The platform delivers enterprise-grade data services such as file and object replication with low data overhead, which enable disaster recovery capabilities (such as one-click DR) and cross-site replication scenarios. Data efficiency is built into the platform with thin provisioning, compression, fast copy capabilities, and global erasure coding. All of this is delivered in a way that ensures it is easy for administrators to use effectively, reducing the likelihood of wasted features.
Management of the FlashBlade system is done through Pure1, Pure Storage’s unified management platform. Pure1 delivers advanced management capabilities coupled with proactive alerting, predictive analytics, and capacity modeling features. These are provided by Pure1 Meta, an AI/ML engine. Pure1 supports all of Pure Storage’s product lines, providing a consistent experience regardless of the storage platform used.
Modern applications based on cloud-native concepts and the continued implementation of advanced, telemetry-based technology to everyday objects are two among the many trends that are fueling the growth of unstructured data. Considering the staggering scale, managing unstructured data as silos is no longer a sustainable position.
A new approach that allows file and object storage to be converged and managed at scale is needed. And this approach should not allow any compromises on performance either; it needs to be consistent regardless of the workload profile. Unified Fast File and Object Storage arrays are the answer to these challenges.

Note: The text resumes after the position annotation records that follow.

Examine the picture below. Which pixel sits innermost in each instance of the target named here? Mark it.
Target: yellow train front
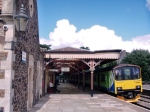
(123, 80)
(128, 82)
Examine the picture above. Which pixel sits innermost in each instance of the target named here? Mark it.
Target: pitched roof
(69, 49)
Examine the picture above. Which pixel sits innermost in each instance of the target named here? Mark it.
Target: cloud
(96, 38)
(148, 4)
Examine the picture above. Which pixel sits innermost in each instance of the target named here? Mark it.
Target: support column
(83, 81)
(91, 83)
(92, 65)
(78, 80)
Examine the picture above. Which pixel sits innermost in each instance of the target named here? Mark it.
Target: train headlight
(138, 87)
(119, 88)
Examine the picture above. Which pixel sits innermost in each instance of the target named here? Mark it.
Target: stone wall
(28, 42)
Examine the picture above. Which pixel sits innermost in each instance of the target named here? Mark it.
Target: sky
(97, 24)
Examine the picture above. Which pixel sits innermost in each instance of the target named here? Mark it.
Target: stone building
(21, 61)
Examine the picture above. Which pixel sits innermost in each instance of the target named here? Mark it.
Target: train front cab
(128, 83)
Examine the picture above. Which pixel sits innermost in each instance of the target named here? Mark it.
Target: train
(124, 81)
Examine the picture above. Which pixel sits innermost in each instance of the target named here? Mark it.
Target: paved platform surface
(72, 99)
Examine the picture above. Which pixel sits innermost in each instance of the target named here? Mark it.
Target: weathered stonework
(1, 109)
(29, 44)
(2, 93)
(2, 74)
(3, 56)
(2, 39)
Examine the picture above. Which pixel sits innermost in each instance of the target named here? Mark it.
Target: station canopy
(79, 59)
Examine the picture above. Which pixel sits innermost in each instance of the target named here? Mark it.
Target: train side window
(127, 73)
(136, 72)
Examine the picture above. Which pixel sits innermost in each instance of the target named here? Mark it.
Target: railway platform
(72, 99)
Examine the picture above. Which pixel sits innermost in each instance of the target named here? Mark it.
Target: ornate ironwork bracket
(92, 64)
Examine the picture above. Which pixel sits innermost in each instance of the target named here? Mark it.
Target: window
(136, 72)
(118, 74)
(127, 73)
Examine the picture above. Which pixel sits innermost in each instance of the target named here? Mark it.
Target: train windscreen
(127, 73)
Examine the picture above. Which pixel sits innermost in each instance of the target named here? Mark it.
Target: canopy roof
(74, 53)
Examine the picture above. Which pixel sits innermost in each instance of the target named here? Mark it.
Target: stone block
(2, 93)
(3, 55)
(2, 74)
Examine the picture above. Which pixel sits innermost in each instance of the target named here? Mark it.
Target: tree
(86, 48)
(45, 46)
(142, 59)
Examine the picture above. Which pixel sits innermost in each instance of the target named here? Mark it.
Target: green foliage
(142, 59)
(86, 48)
(45, 46)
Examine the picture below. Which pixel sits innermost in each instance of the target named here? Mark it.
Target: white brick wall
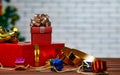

Organizations managing massive amounts of unstructured data require paramount stability, consistent performance, massive scalability, and best-in-class support.
Pure Storage have demonstrated their ability to deliver in the following areas:
- First, they were able to envision this emerging industry trend in time and build a resilient storage platform built to address unstructured storage requirements, including performance and scalability.
- Secondly, they tapped into their experience and intellectual property in delivering enterprise-class data services and applied it to the FlashBlade platform while taking into consideration the characteristics of unstructured data.
- Finally, they continue to deliver an outstanding and consistent user experience to their customers, thanks to the advanced management services provided by their Pure1 platform, which delivers proactive alerts and predictive analytics.
All of this makes Pure Storage the premier choice when it comes to selecting the best UFFO platform.